Toward that end, tonight, I am formally launching the AMR Challenge, a year-long global call to action to accelerate progress in the fight against antimicrobial resistance.
This challenge invites stakeholders across the public and private sectors and around the world to identify ways in which they can contribute to the fight against AMR, both locally and globally.
In 2015, the United States convened a similar challenge at the national level. Three years on, we have seen the impact of many of those commitments, and you’ll have the chance to hear about some of these achievements during tonight’s showcase.
Already, we have more than 100 organizations and governments that have stepped up to join this global AMR Challenge, so I want to highlight a few of them now.
The AMR Alliance, which represents more than 100 pharmaceutical companies, agreed earlier in 2018 on a framework that promotes responsible antibiotic manufacturing. Last week, these companies took a further step by publishing the first list of targets to guide environmental risk assessments regarding the discharge of antibiotics and their residue.

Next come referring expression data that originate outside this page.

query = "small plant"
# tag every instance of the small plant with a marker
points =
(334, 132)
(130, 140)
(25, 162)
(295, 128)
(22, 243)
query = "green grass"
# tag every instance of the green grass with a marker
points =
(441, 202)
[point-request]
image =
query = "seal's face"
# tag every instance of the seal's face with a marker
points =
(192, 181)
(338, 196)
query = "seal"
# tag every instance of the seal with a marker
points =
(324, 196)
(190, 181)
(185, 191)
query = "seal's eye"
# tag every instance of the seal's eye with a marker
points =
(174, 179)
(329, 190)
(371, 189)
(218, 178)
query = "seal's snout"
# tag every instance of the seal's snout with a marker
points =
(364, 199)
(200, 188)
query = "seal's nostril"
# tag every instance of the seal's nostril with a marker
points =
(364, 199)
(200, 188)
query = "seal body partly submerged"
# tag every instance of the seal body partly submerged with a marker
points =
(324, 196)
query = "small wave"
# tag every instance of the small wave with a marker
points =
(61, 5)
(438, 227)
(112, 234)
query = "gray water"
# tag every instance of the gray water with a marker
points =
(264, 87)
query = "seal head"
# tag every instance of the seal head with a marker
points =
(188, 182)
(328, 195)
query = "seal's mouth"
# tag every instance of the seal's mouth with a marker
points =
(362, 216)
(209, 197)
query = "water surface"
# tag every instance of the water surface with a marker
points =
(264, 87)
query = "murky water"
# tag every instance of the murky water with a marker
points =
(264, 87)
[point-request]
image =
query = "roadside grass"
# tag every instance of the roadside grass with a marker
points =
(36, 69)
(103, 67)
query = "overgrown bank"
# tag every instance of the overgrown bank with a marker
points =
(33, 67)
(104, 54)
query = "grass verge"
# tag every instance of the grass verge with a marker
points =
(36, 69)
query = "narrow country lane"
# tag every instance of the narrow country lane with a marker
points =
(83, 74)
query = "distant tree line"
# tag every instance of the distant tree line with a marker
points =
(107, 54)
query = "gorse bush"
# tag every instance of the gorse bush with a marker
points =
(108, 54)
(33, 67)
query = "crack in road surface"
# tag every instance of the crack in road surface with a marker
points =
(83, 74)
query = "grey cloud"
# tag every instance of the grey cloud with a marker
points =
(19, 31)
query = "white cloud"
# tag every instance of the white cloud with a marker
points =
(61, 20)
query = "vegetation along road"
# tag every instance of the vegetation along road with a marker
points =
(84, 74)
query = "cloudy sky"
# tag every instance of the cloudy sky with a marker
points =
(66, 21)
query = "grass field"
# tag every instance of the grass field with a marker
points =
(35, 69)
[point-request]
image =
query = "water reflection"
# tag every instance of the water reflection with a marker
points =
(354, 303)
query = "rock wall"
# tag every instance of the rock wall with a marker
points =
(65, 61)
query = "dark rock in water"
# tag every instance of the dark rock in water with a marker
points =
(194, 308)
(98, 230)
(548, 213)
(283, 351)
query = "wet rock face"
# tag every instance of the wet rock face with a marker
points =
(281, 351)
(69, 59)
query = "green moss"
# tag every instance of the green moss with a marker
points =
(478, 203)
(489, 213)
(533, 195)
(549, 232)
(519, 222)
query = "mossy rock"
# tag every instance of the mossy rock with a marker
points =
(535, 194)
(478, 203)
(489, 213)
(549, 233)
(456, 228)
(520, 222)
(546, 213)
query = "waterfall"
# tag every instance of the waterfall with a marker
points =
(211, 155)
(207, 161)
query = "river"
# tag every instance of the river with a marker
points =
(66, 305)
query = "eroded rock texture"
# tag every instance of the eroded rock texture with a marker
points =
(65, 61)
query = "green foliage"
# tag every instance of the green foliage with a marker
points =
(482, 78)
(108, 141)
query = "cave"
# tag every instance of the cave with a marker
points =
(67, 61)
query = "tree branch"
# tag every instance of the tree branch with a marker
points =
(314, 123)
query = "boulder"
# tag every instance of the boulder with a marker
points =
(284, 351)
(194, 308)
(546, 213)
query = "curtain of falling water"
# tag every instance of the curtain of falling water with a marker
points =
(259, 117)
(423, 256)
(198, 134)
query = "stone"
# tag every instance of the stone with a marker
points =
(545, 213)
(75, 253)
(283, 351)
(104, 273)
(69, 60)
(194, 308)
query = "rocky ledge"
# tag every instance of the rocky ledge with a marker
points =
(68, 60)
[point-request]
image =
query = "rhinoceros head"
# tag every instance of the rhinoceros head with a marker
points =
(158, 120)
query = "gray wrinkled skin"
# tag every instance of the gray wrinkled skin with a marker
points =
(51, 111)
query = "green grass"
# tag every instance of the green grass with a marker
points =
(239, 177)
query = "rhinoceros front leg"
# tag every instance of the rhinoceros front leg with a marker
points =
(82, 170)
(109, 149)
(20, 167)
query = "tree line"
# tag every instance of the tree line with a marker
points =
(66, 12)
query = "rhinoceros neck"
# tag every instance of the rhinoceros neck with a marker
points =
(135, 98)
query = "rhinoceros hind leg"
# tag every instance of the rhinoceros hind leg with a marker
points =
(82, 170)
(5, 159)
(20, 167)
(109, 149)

We also have successful public-private investment partnerships in this space. CARB-X will invest $80 million globally during the next year to support more than 40 product developers as they pursue new drug classes, new diagnostics, and new treatment alternatives and vaccines. Each award agreement will include commitments to access and stewardship to ensure proper use of these life-saving innovations.
We have also seen commitments from healthcare providers. Systems that provide care at more than 20,000 healthcare facilities in the U.S. and abroad have committed to improving antibiotic stewardship, and hundreds have also committed to reducing infections.
Professional clinical societies, representing more than a quarter million providers across U.S. healthcare settings, are committed to improving antibiotic stewardship among their members.
Individual corporations have stepped up, too: Walmart U.S. is working with its animal protein suppliers to report antibiotic use throughout its supply chain. They will also conduct block chain projects to improve responsible antibiotic use in farm animals, impacting their 5,000-plus locations across America.
Petco has committed to not allowing prophylactic use of antibiotics in its supply chain, and supporting veterinary oversight for access to antibiotics at its 1,500 locations across the country.
Many of those who made commitments are here tonight, so I want to personally thank you and applaud you for stepping up. We’re grateful for your leadership, and hope you will encourage others to join in this important endeavor.
If you have yet to make a commitment, I urge you to consider what kind of commitment you could make to protect people, animals and the environment around the world from this terrible threat.
Next year at the General Assembly, I look forward to marking the end of this 12-month challenge and celebrating the progress we have made.
The threat of AMR is real and looming. Indeed, part of the promise of modern medicine itself is at stake.
But together, with every country and sector doing its part, we can keep future generations safe. So thank you again for your commitments and for joining us in that fight.